Adriana, an Argentina Stolen Baby, Reunited With Family After 40 Years.
Adriana, who has asked not to have her surname released, is the 126th child found by the Grandmothers of the Plaza de Mayo. The group searches for people who disappeared under Argentina’s military rule between 1976 – 1983.
Adriana’s parents – since identified as engineering students Violeta Ortolani and Edgardo Garnier – vanished during the dictatorship 40 years ago.
Their daughter was identified after her DNA was found to match that of relatives of the couple, both of whom were active in a left-wing student group during the late 70s.
Ortolani, 23, was detained by the military in the Argentine city of La Plata in December 1976 when she was eight months pregnant. Adriana was born in prison a month later and Garnier, 21, was kidnapped shortly afterwards as he searched for his missing partner and child.
The couple were never seen again and are among what human rights group estimate to be 30,000 people who disappeared during the so-called Dirty War dictatorship.
According to the Grandmothers campaign group, Adriana’s birth certificate was falsified and she was illegally adopted. It was not until the people who lovingly raised her passed away that she learned she had been taken from her biological parents.
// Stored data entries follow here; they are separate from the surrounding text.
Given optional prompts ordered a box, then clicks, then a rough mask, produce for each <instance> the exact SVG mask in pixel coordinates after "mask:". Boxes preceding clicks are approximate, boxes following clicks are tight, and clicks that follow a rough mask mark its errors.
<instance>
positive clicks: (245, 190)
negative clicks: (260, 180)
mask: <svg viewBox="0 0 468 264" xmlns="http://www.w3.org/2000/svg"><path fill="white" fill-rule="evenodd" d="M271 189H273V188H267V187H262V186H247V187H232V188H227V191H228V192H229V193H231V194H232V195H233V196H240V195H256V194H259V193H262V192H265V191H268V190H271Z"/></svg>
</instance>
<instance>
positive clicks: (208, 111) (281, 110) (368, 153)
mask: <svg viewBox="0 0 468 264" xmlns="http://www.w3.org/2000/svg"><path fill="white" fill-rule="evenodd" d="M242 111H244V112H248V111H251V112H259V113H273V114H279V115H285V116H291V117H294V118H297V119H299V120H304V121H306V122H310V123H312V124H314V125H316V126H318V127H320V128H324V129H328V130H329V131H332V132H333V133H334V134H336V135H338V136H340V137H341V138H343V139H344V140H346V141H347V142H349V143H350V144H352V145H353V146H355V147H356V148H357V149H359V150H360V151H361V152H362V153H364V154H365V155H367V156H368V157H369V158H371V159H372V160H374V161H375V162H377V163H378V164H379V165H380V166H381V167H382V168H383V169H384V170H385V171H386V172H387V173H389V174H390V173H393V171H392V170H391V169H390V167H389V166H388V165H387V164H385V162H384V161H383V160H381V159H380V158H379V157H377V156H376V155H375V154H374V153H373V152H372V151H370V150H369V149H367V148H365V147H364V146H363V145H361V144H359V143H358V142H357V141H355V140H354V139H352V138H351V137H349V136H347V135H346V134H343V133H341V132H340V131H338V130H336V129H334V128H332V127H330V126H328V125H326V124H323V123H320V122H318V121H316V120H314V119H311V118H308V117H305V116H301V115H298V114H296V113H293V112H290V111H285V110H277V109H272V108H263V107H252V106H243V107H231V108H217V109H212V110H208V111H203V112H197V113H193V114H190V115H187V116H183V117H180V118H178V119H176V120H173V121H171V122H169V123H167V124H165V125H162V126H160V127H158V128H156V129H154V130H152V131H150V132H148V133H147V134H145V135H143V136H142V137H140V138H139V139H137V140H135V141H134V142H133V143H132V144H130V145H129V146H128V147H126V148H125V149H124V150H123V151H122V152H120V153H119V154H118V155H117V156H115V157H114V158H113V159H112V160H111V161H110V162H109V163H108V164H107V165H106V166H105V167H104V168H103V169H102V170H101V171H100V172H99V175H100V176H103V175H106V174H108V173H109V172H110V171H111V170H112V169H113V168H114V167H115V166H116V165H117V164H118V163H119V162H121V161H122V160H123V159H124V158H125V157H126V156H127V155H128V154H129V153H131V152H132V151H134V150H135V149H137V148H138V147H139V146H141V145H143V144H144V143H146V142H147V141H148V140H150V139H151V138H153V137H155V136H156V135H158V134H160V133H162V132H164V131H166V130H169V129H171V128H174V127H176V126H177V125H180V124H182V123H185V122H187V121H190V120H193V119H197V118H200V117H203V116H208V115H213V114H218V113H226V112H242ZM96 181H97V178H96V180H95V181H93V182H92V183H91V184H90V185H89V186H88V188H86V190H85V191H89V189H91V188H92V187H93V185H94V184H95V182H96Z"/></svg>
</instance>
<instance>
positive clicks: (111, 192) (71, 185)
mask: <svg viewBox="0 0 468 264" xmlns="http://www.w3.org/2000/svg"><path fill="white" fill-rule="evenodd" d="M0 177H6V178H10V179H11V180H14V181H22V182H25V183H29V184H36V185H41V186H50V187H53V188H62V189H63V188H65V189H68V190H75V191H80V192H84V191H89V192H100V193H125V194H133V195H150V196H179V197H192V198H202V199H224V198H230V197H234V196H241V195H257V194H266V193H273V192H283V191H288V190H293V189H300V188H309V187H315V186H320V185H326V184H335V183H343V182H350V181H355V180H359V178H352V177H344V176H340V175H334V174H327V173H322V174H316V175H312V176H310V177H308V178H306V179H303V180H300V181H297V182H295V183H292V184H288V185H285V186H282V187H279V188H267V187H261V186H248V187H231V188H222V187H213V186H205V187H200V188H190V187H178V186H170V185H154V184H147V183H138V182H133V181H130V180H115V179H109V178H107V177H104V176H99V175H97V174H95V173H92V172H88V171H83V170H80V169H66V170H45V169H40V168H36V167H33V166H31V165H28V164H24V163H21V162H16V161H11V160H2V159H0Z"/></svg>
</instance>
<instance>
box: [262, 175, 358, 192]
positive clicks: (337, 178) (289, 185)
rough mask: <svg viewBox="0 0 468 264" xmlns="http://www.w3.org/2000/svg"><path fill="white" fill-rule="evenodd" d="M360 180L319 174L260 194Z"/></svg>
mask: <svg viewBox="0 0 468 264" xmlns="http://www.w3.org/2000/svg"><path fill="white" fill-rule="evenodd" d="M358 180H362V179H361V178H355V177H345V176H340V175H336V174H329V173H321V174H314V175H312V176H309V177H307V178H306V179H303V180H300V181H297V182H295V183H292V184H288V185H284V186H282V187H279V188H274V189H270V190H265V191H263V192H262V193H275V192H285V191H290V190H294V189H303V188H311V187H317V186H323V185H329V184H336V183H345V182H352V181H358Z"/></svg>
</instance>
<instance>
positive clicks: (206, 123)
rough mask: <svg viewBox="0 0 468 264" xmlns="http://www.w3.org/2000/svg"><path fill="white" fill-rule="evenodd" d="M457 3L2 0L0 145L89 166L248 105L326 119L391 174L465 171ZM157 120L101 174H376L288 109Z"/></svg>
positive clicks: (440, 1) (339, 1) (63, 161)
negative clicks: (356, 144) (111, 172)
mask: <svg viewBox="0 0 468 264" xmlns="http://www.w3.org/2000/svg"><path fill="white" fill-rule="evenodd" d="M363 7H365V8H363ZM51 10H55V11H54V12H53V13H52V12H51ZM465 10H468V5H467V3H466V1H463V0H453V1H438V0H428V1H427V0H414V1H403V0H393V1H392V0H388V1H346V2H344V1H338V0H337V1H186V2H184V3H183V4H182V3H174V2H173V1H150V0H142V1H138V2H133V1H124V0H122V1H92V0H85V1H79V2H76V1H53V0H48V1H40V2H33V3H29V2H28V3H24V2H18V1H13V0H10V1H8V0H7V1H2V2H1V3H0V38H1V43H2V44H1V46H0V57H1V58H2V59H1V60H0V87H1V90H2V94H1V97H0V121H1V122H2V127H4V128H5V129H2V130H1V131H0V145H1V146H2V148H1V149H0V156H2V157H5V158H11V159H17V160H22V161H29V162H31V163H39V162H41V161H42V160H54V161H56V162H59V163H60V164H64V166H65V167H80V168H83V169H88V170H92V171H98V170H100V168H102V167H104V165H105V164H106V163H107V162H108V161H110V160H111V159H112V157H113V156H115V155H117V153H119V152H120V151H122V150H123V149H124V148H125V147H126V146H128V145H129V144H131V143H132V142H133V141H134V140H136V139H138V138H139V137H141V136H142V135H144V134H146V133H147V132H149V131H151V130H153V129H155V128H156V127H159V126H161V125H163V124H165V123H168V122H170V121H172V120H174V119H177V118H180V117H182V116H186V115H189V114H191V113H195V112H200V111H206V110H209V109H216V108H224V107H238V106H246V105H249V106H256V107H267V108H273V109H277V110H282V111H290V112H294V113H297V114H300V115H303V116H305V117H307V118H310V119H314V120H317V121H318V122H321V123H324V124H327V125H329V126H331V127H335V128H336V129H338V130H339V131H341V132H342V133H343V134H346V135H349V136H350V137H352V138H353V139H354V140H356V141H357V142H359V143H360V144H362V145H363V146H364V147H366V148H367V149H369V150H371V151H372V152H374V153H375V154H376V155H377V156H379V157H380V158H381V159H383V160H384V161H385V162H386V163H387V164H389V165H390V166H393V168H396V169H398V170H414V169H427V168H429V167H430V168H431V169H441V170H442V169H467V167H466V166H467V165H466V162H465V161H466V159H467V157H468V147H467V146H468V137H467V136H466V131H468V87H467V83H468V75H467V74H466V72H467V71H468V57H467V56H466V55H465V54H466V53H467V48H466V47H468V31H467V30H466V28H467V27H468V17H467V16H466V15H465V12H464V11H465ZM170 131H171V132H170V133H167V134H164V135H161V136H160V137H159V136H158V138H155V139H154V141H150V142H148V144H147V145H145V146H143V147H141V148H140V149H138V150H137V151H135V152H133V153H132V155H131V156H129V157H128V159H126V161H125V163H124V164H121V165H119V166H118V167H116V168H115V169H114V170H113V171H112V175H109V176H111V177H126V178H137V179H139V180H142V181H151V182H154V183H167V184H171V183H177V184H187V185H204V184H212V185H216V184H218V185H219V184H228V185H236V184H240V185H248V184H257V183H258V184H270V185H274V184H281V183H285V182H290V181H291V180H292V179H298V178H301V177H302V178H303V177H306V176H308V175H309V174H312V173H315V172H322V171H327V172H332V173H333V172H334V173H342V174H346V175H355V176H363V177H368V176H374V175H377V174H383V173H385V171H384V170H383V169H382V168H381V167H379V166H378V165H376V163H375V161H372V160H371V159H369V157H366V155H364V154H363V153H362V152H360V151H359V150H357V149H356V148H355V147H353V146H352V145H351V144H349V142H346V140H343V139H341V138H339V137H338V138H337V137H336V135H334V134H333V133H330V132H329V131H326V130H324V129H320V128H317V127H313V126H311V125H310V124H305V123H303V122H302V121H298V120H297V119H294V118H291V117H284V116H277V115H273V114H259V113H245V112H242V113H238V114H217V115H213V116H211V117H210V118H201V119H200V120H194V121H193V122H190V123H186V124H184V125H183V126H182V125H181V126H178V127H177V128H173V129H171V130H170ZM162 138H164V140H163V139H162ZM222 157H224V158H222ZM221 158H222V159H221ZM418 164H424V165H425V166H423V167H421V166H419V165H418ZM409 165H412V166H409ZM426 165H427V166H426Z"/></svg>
In comments reported by the BBC, Adriana said: “I wanted to know if I was the daughter of people who had disappeared, more than anything because of the date of my birth… I began to think I had been abandoned, given away, sold, that they hadn’t wanted me.”
Garnier’s mother has been a key figure in the Grandmothers group and never gave up searching for her grandchild.
Adriana said: “She is beautiful inside and out and such a personality. Love is stronger than hate, always.”
Argentina has prosecuted many dictatorship-era crimes and last year convicted 15 ex-military officials of conspiring to kidnap and assassinate leftist dissidents.
Officials during the dictatorship have also been convicted of organising the theft of children from political prisoners who were often executed.
A statement on the Grandmothers group website reads: “To our grandchildren, we reaffirm that here only the loving shelter of truth awaits them. Welcome, granddaughter 126!”